Suppose that c_0 =1. In that case, we must have:

$$1 = C_1 = 2C_2 = 3*2C_3 = 4*3*2*1C_4$$

So that the formula we need for c(n) in order to have a power series which is equal to its derivative is:

$$C_n = \frac{1}{n!}$$

Becase it will now follow that:

$$1 = C_1 = 2/2! = 3*2*1/3! = 4*3*2*1/4! =5*4*3*2*1/5!$$

And the above equations are all true.

Thus, a power series which is equal to its own derivative is:

$$\sum_{n=0}^{n= \infty} \frac{x^n}{n!} = 1+x+x^2/2!+x^3/3!+x^4/4!$$

Which we can check directly:

$$\frac{d}{dx} \sum_{n=0}^{n= \infty} \frac{x^n}{n!} = \sum_{n=0}^{n= \infty} n \frac{x^{n-1}}{n!} = \sum_{n=1}^{n= \infty} n \frac{x^{n-1}}{n!} = \sum_{n=1}^{n= \infty} \frac{x^{n-1}}{(n-1)!} =\sum_{n=0}^{n= \infty} \frac{x^n}{n!}$$

QED

And this is not the only function which is equal to its own derivative since multiplication of it, by any constant, will also be equal to its own derivative.

Let us thus define e^x as follows:

$$e^x = \sum_{n=0}^{n= \infty} \frac{x^n}{n!}$$

It will follow that $$e^x = \frac{de^x}{dx}$$

It will also follow that for any constant B we have:

$$Be^x = \frac{dBe^x}{dx}$$

And hence there is a class of functions (not just one as I said in the beginning) that are equal to their own derivative. The class of functions are given by:

$$f(x) = B\sum_{n=0}^{n= \infty} \frac{x^n}{n!}$$

Where B is an arbitrary constant.

Regards,

Guru

 

[mathwonk]

this is very beautiful, and no doubt guided the early fathers of calculus. as such it is likely helpful here as well.

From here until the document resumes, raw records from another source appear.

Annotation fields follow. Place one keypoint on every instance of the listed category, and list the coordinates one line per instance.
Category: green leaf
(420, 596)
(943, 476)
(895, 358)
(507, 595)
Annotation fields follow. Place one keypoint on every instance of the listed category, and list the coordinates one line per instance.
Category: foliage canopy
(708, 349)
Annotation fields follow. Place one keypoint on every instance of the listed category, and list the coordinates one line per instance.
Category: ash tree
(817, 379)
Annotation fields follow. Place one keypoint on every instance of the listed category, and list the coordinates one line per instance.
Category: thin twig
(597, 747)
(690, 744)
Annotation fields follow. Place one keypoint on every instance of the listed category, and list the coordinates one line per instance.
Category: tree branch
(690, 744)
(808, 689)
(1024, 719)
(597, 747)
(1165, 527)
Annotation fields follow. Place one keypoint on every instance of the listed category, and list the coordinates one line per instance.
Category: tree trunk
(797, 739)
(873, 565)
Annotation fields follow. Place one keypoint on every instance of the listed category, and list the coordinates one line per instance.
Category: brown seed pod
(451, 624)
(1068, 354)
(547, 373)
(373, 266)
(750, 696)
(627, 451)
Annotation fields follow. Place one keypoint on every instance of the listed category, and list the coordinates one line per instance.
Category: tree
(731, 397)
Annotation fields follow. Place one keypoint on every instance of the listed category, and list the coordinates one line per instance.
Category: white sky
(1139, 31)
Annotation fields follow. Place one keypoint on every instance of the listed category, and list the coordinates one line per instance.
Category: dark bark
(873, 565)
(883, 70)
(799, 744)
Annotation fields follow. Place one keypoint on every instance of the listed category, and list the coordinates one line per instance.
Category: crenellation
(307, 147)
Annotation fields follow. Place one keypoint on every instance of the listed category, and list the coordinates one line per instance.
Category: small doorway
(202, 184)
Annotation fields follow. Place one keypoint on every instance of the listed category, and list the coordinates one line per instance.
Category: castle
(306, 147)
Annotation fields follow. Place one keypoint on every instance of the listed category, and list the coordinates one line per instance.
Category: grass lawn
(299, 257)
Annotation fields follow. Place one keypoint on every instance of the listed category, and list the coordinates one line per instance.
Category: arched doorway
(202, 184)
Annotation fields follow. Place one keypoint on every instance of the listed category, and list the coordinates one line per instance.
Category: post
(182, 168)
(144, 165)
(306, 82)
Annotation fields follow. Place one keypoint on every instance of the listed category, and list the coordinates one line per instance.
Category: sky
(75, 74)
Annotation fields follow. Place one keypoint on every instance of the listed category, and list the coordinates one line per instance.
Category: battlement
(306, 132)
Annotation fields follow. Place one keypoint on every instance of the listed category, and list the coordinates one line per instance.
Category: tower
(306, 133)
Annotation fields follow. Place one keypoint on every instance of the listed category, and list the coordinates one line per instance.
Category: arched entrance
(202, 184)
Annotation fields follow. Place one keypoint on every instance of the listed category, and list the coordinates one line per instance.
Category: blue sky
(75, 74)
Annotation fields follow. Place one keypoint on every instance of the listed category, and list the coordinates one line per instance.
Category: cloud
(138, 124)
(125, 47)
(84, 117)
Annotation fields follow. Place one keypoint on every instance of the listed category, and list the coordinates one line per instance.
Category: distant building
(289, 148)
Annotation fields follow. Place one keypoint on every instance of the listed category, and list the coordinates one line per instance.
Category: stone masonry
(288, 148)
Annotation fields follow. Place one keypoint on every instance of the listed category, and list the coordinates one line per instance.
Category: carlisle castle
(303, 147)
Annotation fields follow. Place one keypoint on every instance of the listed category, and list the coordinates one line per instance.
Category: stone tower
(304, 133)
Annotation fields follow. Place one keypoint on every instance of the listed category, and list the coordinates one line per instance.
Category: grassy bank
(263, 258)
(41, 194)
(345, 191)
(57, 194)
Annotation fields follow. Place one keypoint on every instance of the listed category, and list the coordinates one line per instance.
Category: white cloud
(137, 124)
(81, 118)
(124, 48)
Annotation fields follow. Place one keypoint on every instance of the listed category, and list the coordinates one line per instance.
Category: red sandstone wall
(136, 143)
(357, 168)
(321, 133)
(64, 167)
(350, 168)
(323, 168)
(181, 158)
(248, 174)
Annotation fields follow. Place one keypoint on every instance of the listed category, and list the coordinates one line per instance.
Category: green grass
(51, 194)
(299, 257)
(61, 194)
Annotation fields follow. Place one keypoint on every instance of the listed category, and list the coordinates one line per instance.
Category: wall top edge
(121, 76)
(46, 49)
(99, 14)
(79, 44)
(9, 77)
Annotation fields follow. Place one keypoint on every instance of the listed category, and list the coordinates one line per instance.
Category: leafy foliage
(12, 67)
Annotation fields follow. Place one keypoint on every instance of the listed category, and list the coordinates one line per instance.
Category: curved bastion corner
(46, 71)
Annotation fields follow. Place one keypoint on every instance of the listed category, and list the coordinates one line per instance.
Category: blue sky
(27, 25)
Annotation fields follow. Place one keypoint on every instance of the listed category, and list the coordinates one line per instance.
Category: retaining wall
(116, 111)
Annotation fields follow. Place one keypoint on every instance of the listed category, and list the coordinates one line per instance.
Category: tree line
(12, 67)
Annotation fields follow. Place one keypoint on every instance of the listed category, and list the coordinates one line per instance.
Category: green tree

however, it does not quite respond to the question by modern standards of proof. for one thing it assumes your power series defines a differentiable function, to get existence of a solution of f' = f, this way.

one can of course prove this, e.g. by showing the local uniform convergence of both the series and the derived series. you still have then a little way to go to relate this series to the exponential function you somewhat cavalierly redefine.

i.e. then you should prove that any solution of the equation f' = f, and f(0) = 1, does satisfy the relation f(x+y) = f(x)f(y), which then does make it an exponential function.


this is not hard as follows: let a be given and consider the function g(x) = f(a+x)/f(x).

then g'(x) = [f(a+x)f(x) - f(a+x)f(x)]/f^2(x) = 0, so f(a+x)/f(x) = a constant, which for x=0, equals f(a), so f(a+x) = f(x)f(a). at least whenever f(x) ≠ 0.

Aha! But both sides of the equation are continuous, and hence it suffices to show that they are equakl on a dense set. But since by your definition, f is an analytic function, its set of zeroes is isolated, hence nowhere dense. Thus the equation holds everywhere, and then it follows that f(x) is never zero, or else it would always be zero, and yet we have assumed that f(0) = 1.

 

[Aki]

wow Physicsguru, thank you, I'm sure you put lots of time in answering my question. Thanks

 

[mathwonk]

remember aki also to ask yourself, when does a series actually define a function? when does it define a differentiable function? if so, can the derivative be obtained by formal differentiation of the series?

but i admit these questions about series maybe did not much concern the early and great mathematicians like euler, who pioneered their use.